Document Type

Article

Publication Date

2008

Abstract

This Article - part of a symposium on civil litigation and terrorism - focuses on the potential of the Alien Tort Statute (ATS) to serve as a vehicle for asserting civil claims in U.S. courts for acts of terrorism. Although this paper primarily considers terrorism torts under the "law of nations" prong of the ATS (which requires a showing that the relevant prohibition is part of customary international law), terrorism torts may provide a vehicle for activating the ATS's dormant treaty prong as well, given the strong support for the terrorism treaties exhibited by the United States and the high degree of domestic incorporation of the crimes identified therein. One of the first modern cases to be filed under the Alien Tort Statute, Tel-Oran v. Libyan Arab Republic, immediately called into question the utility of the ATS as a counter-terrorism tool. Ever since, the statute has been relatively underutilized in this context, even while U.S. courts have gradually extended jurisdiction under the ATS over other international crimes. Meanwhile, the U.S. Congress has vastly expanded opportunities for U.S. nationals to pursue civil claims in domestic courts for acts of terrorism. For example, the Antiterrorism Act (ATA) enables U.S. nationals - as well as their estates, survivors, and heirs - to sue individuals responsible for personal, property, or business injuries incurred by reason of acts of international terrorism. U.S. victims and claimants may also sue states and state agents implicated in acts of terrorism under the Foreign Sovereign Immunity Act (FSIA), so long as the state itself has been specifically designated as a "sponsor of terrorism" by the Department of State or where the circumstances otherwise satisfy one of the codified exceptions to foreign sovereign immunity. As compared with these statutory causes of action for U.S. citizen victims and claimants, only the ATS has the potential to provide jurisdiction over civil claims arising out of acts of terrorism brought by non-nationals who have access to U.S. courts. This paper argues that the uncertainty surrounding the availability of the ATS to permit such terrorism claims reveals a lacuna in the United States' anti-terrorism statutory scheme.

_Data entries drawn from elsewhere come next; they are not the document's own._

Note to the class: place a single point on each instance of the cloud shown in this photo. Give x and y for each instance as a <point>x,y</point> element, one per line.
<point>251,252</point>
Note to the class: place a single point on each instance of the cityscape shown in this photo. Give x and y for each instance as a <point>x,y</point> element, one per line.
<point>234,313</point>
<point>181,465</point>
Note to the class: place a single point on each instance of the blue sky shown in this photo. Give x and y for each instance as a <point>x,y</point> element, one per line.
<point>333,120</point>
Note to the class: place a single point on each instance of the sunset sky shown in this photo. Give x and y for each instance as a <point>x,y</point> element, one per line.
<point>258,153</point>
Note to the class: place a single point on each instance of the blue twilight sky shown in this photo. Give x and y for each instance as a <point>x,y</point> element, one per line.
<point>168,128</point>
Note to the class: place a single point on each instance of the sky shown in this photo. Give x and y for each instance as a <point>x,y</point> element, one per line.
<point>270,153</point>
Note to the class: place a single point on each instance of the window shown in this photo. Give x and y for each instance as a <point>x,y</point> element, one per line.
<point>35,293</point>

Since the U.S. Supreme Court issued its landmark opinion in Sosa v. Alvarez-Machain and finally set forth a methodology for considering actionable claims under the ATS, a few cases involving terrorism allegations have begun to work their way through the federal court system. Although it is still difficult to draw broad conclusions, the existing cases do demonstrate that the various federal statutes - the ATA, FSIA, and ATS - can work in tandem to provide causes of action to alien and U.S. plaintiffs injured in terrorist incidents. Furthermore, litigants are creatively utilizing multiple causes of action drawn from statutes, the common law, and international law to press their claims. While the federal courts have yet to definitively recognize a standalone cause of action for terrorism stricto sensu, developments in the law of terrorism at the international level reveal the gradual crystallization of a consensus set of elements that comprise a definitive prohibition against terrorism applicable to all but a narrow set of circumstances. What lingering definitional impasse exists highlights an unsettled and highly contentious area of international law: the legal categorization and consequences of attacks by unprivileged combatants against privileged combatants or military targets. In all other situations, the international law governing acts of terrorism is sufficiently precise, robust, and uncontroversial to support the recognition by the federal courts of a cause of action for terrorism under the ATS, assuming the other jurisdictional requirements are satisfied. Recognizing such causes of action will bolster the United States' counter-terrorism regime by enabling a broader array of victims of acts of terror to pursue the assets of individuals and groups that finance or otherwise support acts of terrorism.